Intinya adalah kita sering melakukannya dengan cara yang salah. Kita gagal menghargai pengalaman negatif sepanjang perjalanan dan berpikir bahwa mengejar lebih banyak kesenangan dan kenikmatan adalah cara terbaik untuk mencapai tujuan kebahagiaan kita.

Faktanya adalah kesenangan tanpa akhir, dan kebahagiaan tanpa akhir, dengan cepat menjadi sangat membosankan dan bahkan menyakitkan. Untuk kesejahteraan sejati kita memerlukan kontras. Pengalaman negatif dan perasaan negatif kita memberi makna dan konteks pada kebahagiaan: semuanya membuat kita lebih bahagia secara keseluruhan. Sebagai penelitian kami sendiri menunjukkan hal iturasa sakit memiliki banyak efek positif dan mengalami rasa sakit sering kali merupakan jalan penting untuk mencapai kemajuan dalam hidup.

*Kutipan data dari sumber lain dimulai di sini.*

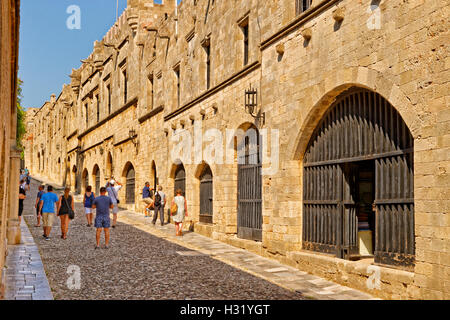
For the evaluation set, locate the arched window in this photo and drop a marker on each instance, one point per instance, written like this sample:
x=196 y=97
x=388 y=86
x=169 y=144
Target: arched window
x=130 y=185
x=250 y=186
x=154 y=175
x=96 y=174
x=358 y=192
x=180 y=179
x=85 y=179
x=206 y=195
x=109 y=166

Jadi bisakah kita menyukai kebahagiaan? Saya pikir kita bisa. Bukan kecintaan kita pada kebahagiaan, melainkan keengganan kita terhadap kesedihan, kecenderungan untuk lari dari rasa sakit dan penderitaan serta melihat pengalaman-pengalaman ini sebagai tanda kegagalan, yang mengarah pada masalah-masalah yang saya jelaskan di atas.

Mungkin masalah kebahagiaan kita muncul karena kita hidup di dunia di mana kita percaya bahwa kita bisa mengendalikan segala sesuatu dalam hidup kita. Mulai dari suhu rumah yang dikontrol hingga kemampuan kita untuk mengasuransikan setiap risiko yang mungkin terjadi, kita percaya bahwa kita harus memiliki tingkat kendali yang sama atas kehidupan emosional kita.

Ada pepatah yang sering dikutip (biasa ditemukan pada kalender dinding di rumah nenek), “Jika kamu menyukai sesuatu, bebaskanlah”. Mungkin begitulah cara kita berpikir tentang kebahagiaan? – Rappler.com

Artikel ini pertama kali diterbitkan pada Percakapan. Brock Bastian adalah Rekan ARC Future, Sekolah Psikologi, UNSW Australia.